Asthma is a serious chronic, inflammatory respiratory disease characterized by recurrent breathlessness coughing, chest tightness, shortness of breath, and wheezing.1 Asthma is one of the leading chronic childhood diseases affecting approximately 6.3 million or 8.4% of children under the age of 18 years in the United States23–4 and the third leading cause of hospitalizations among children under the age of 15 years. Parents and caregivers that have a child with asthma are often confronted with a myriad of problems, including unexpected emergency department (ED) and unscheduled physician office visits, missed school days and work absenteeism, daytime fatigue, reduced activity levels, emotional, and economic challenges.2,5,6
Despite improvements in medication and treatment, the prevalence of asthma continues to increase worldwide, especially in children and young adults.7 In 2001, one in 14 persons were reported to have physician-diagnosed asthma in the United States compared with one in 12 in 2009.4 This increase may be partially due to underreporting and/or underdiagnosis, which may also lead to undertreatment. In addition to the emotional pain and suffering of asthma, the annual estimated financial cost burden of pediatric asthma from health care expenditures in the United States are estimated at 27 billion dollars.8
The asthma burden in America is unevenly distributed within the population with race/ethnicity and socioeconomic status playing a major role.9 Poor, black, and Hispanic children living in households with incomes less than the federal poverty level are at twice the risk of asthma, have higher ED visits and hospitalization rates, and experience more deaths compared with white children.10,11 The reasons for these disparities and higher prevalence rates are complex but scientists agree that the differences cannot be attributed to genetics alone.12,13
The root cause of asthma and continued increasing rates have been at the crux of research for decades. Several studies have pointed to children living in urban environments are more susceptible to asthma; however, the nature of this relationship is not well established.14 Other studies and theories suggest that contributing risk factors of asthma include lack of early childhood exposure to infectious agents,15 air pollution, microbial environment,16 biodiversity,17 and increased westernization (eg, diet, smoking).18 However, none of these concepts have established causality.

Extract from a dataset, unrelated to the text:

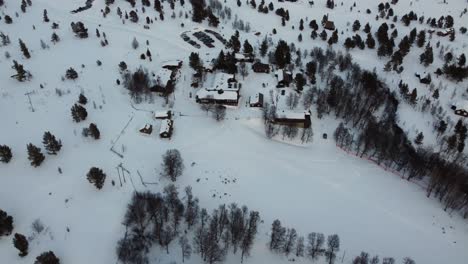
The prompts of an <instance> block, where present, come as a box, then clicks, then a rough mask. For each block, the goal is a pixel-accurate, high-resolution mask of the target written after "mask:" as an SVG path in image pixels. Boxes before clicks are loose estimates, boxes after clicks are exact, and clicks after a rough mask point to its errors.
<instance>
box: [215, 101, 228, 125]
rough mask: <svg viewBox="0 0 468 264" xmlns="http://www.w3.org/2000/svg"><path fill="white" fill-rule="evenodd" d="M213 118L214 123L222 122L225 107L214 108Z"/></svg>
mask: <svg viewBox="0 0 468 264" xmlns="http://www.w3.org/2000/svg"><path fill="white" fill-rule="evenodd" d="M213 116H214V118H215V119H216V121H218V122H219V121H223V120H224V118H225V117H226V107H225V106H223V105H216V106H215V108H214V112H213Z"/></svg>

Experts agree that asthma is multifactorial and likely the complex interplay between genetics and environment. However, until a cure has been recognized, health care providers (HCPs) must continue to follow national guidelines that focus on treatment, management, and control of symptoms for their patients with asthma.13 One of the key recommendations from the guidelines that presents challenges for HCPs, is asking low-income children to avoid environmental “triggers” that can lead to an asthma attack. As further described below, the racial, ethnic and low socioeconomic health disparities found in asthma, confounded by factors such as, living in poor-quality neighborhoods and housing, stressors (eg, violence) and exposures from environmental pollutants, provide synergistic opportunities for increased respiratory symptoms and asthma exacerbations192021–22 (Figure 1).
Figure 1.
Environmental factors associated with the social determinants of health that influence childhood asthma.

Poverty
Children living in poverty often face increased environmental exposures and other factors including being more likely to encounter family turmoil, violence; consuming more polluted air, water, noise; and living in lower quality homes that can threaten health and well-being.
Air Pollution
Low-income children with asthma face increased environmental respiratory exposures from ambient air quality exposure to ozone, particulate matter, sulfur dioxide, and nitrogen oxides.23 Outdoor air pollution studies often cite traffic-related air pollution in urban areas associated with asthma development, exacerbations, and morbidity.24
Segregated Neighborhoods
Where a person lives can have an impact on asthma. A study by Alexander and Currie25 clearly described the importance of residential segregation and neighborhoods in explaining racial asthma health disparities.
Violence
Low-income urban children with asthma who experienced community violence and violence exposure are more likely to report asthma symptoms but less likely to seek care for asthma.26,27
Substandard Housing
In North America, poor-quality ambient indoor air pollutants from poorly maintained heating and ventilation systems inside children’s homes and schools have been cited as a leading contributor to asthma exacerbations.28 Many common asthma allergen triggers can be found in poor-quality indoor environments, including secondhand tobacco and other smoke, dust mites, molds, cockroaches and other pests, pets, nitrogen dioxide (from gas appliances, burning of kerosene or wood, car and equipment emissions, other particulates, etc), chemical irritants (cleaners, paints, adhesives, pesticides, cosmetics, air fresheners, etc), and other gases and particles from wood-burning smoke.28,29
Summary
Clinical research is highly important for evaluating genetics and mechanisms that contribute to asthma.30 However, the multifactorial nature of asthma requires HCPs and public health practitioners to work in parallel with researchers by going outside of the clinical setting to consider social determinants that contribute to asthma health disparities.11 Practices for asthma management and guidelines emphasize and underscore that education for partnerships in asthma care and control of environmental factors for controlling asthma. Over the past few years, partnering agencies at the national level, including the US Environmental Protection Agency and Department of Health and Human Services, have been seeking input on cost-effective programs that include reimbursement by insurers to encourage addressing health disparities.5 However, more collaboration among HCP agencies and actions at local levels are needed to address asthma disparities in children and to move this issue forward.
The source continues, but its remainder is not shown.